Stond dit watertekort in verband met de droogte in het Sahel-gebied en Midden-Afrika? Waarschijnlijk wel. Het meeste water van de Nijl is afkomstig uit Ethiopië dat eveneens door ernstige droogte is getroffen. Zonder de Aswan-dam zou het watertekort van 1972-1973 eveneens catastrofale gevolgen voor ons land hebben gehad, omdat wij niet over voldoende water hadden beschikt om onze velden te bevloeien. Nu is het met een dergelijk groot opgezet project onvermijdelijk dat er een aantal neveneffecten optreedt, zoals bijvoorbeeld de kwestie van het Nijlslib. Tijdens het seizoen dat de Nijl buiten haar oevers treedt, juli, augustus, september, verspreidde de rivier gewoonlijk miljarden kilo's slib over het land. Hierdoor werden grote hoeveelheden mest, kalium, fosfor en stikstof aan de grond toegevoegd, terwijl ook de structuur van de bodem erdoor verbeterd werd. Het slib werd bovendien gebruikt om bakstenen van te maken. Bijna negentig procent van al het bouwmateriaal in Egypte was van de Nijl afkomstig. De bouw van de dam maakte echter een einde aan deze voortdurende aanvoer van slib. Met bouwland werd niet meer verrijkt, en de woningbouw werd van haar voornaamste grondstof beroofd. Het gevolg hiervan was dat de landbouwgrond extra bemesting nodig had, en Egypte zich voor het eerst in de geschiedenis gedwongen zag om kunstmest te importeren. De totale import is inmiddels reeds tot driehonderd miljoen dollar per jaar gestegen. Een ander aspect dat ik wil vermelden is dat de overgang van bassinbevloeiing naar permanente irrigatie tot een sterke toename van bilharzia heeft geleid. Dit is een infectie, veroorzaakt door een parasitaire worm. In het verleden bedroeg het percentage mensen dat hieraan leed misschien éen of twee; op 't ogenblik is dit zestig à zeventig.
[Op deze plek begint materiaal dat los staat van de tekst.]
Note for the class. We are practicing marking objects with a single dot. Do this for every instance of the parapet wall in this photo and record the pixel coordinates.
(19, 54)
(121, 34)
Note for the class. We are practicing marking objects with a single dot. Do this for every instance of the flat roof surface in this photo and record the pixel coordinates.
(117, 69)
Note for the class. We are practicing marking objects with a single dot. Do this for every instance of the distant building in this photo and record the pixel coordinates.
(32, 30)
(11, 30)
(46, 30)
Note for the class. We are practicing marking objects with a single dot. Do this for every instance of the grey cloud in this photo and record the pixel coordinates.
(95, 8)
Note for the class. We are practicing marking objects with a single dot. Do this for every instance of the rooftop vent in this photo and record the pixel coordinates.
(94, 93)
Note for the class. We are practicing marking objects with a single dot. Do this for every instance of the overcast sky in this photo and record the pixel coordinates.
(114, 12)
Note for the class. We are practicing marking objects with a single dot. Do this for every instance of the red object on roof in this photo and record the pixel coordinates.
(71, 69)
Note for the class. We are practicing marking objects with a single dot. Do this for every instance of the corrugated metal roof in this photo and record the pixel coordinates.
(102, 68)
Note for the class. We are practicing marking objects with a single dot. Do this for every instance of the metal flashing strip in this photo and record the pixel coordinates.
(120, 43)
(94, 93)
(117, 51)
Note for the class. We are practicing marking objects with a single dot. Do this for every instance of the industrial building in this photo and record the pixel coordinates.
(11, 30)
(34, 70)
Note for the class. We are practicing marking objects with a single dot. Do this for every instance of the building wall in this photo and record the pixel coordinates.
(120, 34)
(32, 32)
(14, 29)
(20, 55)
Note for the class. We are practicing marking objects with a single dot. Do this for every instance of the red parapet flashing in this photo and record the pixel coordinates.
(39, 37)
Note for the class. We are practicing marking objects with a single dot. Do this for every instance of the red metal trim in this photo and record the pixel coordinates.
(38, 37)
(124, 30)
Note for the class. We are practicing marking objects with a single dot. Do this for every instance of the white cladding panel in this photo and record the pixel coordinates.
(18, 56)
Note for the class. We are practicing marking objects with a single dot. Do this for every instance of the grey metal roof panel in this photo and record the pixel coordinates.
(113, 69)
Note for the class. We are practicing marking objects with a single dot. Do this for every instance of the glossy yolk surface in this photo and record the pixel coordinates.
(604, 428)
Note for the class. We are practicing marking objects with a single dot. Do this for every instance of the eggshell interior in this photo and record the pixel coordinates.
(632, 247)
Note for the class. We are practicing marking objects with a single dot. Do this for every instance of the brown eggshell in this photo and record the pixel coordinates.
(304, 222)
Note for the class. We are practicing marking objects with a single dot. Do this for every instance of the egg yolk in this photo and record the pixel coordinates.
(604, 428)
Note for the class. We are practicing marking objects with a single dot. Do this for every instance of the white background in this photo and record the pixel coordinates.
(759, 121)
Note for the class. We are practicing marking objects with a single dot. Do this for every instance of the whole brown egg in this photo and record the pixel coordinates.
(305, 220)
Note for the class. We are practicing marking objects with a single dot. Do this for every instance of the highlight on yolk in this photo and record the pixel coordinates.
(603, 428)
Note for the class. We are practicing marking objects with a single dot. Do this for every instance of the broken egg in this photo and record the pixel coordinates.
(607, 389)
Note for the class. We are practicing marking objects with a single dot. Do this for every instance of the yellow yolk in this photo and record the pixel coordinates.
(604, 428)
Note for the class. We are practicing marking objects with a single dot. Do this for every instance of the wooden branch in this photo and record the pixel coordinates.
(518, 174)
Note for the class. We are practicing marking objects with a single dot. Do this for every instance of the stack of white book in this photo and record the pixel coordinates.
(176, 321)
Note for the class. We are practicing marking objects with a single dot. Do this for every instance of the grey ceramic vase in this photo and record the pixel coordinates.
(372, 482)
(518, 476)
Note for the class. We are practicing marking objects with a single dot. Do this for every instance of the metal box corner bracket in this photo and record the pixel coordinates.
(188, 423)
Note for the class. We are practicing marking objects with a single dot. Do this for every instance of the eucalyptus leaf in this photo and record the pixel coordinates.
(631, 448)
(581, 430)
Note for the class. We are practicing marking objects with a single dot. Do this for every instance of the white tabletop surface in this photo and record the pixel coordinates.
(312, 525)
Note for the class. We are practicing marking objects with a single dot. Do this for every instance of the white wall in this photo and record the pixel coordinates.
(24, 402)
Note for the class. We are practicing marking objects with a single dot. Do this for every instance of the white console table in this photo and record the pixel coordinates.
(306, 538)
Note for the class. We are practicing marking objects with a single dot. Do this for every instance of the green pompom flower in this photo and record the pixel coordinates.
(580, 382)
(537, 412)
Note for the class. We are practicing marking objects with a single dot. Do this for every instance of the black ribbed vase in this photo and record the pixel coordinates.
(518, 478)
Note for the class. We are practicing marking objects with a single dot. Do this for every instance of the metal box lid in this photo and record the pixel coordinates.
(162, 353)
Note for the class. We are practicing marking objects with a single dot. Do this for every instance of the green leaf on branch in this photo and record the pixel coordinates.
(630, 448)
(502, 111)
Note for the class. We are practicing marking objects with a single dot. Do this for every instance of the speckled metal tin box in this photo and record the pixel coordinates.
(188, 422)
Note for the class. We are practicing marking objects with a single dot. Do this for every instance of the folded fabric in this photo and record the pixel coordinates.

Met andere woorden: wij proberen de voedselproduktie te verhogen door meer water aan te voeren, en redden daarmee misschien een honderdtal mensen van de hongersnood, maar tegelijkertijd neemt hierdoor de bilharzia toe en sterven er vijf, zes mensen die anders in leven waren gebleven. Het schijnt nu eenmaal onmogelijk te zijn om je tegen alle eventualiteiten te wapenen. | |
[pagina 363]
| |
Verder zijn er nog de problemen die voortkomen uit het zogenaamde ‘Nijl-watervalproject’. Op het traject tussen Aswan en Caïro is een groot aantal dammen in aanbouw. Deze dienen allereerst om de snelheid van het water af te remmen. Daarnaast kan er uiteraard ook hydro-elektrische energie mee worden opgewekt die vooral de dorpen in de betreffende gebieden ten goede zal komen. Deze reeks dammen stelt ons echter weer voor nieuwe problemen. Ik ben geboren in een dorpje aan de kust van de Nijl-delta, en ik weet dat de kustlijn van de rivier-delta aan de erosie van de zee wordt blootgesteld, wanneer dit gebied van de slib- en waterstroom van de Nijl beroofd wordt zoals nu het geval is. Voor 1900 vrat de zee veertig procent van het land weg dat de rivier opbouwde. Tegenwoordig vreet de zee nog steeds land weg, maar de Nijl heeft haar landaanwas gestaakt. Het gevolg is dat de Nijl-delta langzamerhand door de zee wordt opgeslokt. Dit houdt onder meer in dat de kustdorpen geleidelijk aan steeds meer van hun grond kwijtraken. Om deze kwestie op te lossen is er reeds een team van de Verenigde Naties in dit gebied bezig om onderzoek te verrichten. Wij moeten een middel vinden om de Nijl-delta tegen de erosie van de zee te beschermen. Het probleem is vooral zo ernstig omdat de delta tot aan haar middelpunt niet meer dan anderhalve meter boven de zeespiegel lig. De delta wordt nog steeds door smalle stroken land van de zee gescheiden, maar wanneer deze door de zee zullen worden opgeslokt, loopt de hele delta gevaar.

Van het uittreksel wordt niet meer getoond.